Cole–Cole equation
The Cole -Cole diagram (also: Cole -Cole circle or Cole -Cole plot) presents complex material parameters such as the impedance or permittivity of dielectric materials, as a locus in the Gaussian plane as a function of frequency is (see also: Vector diagram ). Thus, it has similarity to the (few years later designed as a tool for RF technology ) Smith chart. The name of the Cole -Cole diagram is derived from the two brothers, Kenneth S. Cole and Robert H. Cole, who performed around 1931 experimental studies on the impedance of biological tissue.
Features and Significance
A typical Cole -Cole diagram describes a semi- circle whose center lies on the real axis ( see picture). On the abscissa of the Cole-Cole plot of the real part of the relative permittivity ( dielectric constant ) and the ordinate represents its negative imaginary part ( dielectric loss ) is read.

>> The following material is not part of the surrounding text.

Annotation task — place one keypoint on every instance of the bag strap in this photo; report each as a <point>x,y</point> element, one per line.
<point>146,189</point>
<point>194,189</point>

The relative permittivity of materials depends on the temperature and the frequency. The frequency dependency can be represented as a Cole-Cole diagram according to the following relationship, where the angular frequency, and j is the imaginary unit.
As locus results in approximately a semicircle, whose position and size of four parameters depends which have approximately the following values for the sample of water at room temperature or dielectrically very similar muscle tissue:
- The static dielectric constant, which is the relative permittivity of the dielectric at the frequency 0 Hz
- The permittivity at very high frequencies
- The relaxation time constant
- The Cole exponent, it is for muscle tissue and water
The Cole -Cole diagram can be found in some important characteristic parameters of the investigated dielectric. Serve this purpose the Cole exponent, the relaxation time or its reciprocal value. Cole -Cole circuit has two real points of intersection with the abscissa. At the resonance frequency, the locus is at its maximum. In the picture ( above) the locus of the relative permittivity of water for the temperature is 0 ° C shown. At this temperature and.